Humans have been curious about the possibility of Martian life for hundreds of years. Mars and Martian life infiltrates popular culture, everything from films and songs to children’s cartoons. And this almost innate fascination for the red planet has also been driven by a very public space race to land humans on Mars.
The race for Mars is reinvigorating an otherwise tired and conservative space industry. But we know surprisingly little about our nearest planetery neighbour, despite having sent three rovers to explore the surface.
We don’t know if we will arrive to a planet that has always been empty, or if we’ll find ancient life deep beneath the surface. We surely aren’t expecting Marvin to pop out from behind a boulder. But we could be surprised to find the subsurface teeming with microbial life.
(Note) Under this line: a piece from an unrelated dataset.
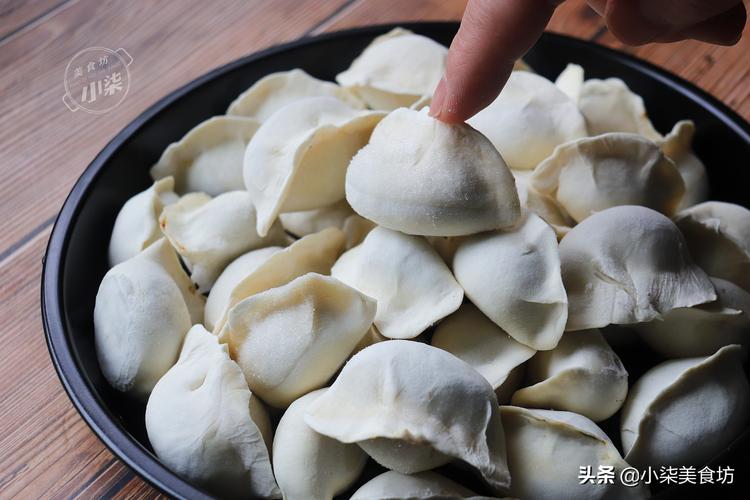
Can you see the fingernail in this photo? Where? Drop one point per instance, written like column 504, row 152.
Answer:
column 438, row 98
A joint mission between the European Space Agency (ESA) and Russia’s Roscosmos launched a two-phase mission to Mars to explore exactly that – evidence of life and how the geochemical environment varies across the planet. The mission, called ExoMars, is funded mostly by Italy and the UK, with Russia supplying much of the engineering.
Phase one of the two-phase ExoMars mission launched in March 2016. That now sees a satellite orbiting Mars to monitor the atmosphere for trace gases (called Trace Gas Orbiter, or TGO), while a stationary science lab, called Schiaparelli, was to be landed on the surface.
Schiaparelli separated from its mothership in October 2016, beginning its solo journey down to the surface of Mars, and along the way, testing new technologies for ESA and Roscosmos. Schiaparelli coasted through the atmosphere for a couple of days before engaging its parachute landing routine. But minutes later it was discovered that Schiaparelli had crash-landed into the surface of Mars at 540km/h.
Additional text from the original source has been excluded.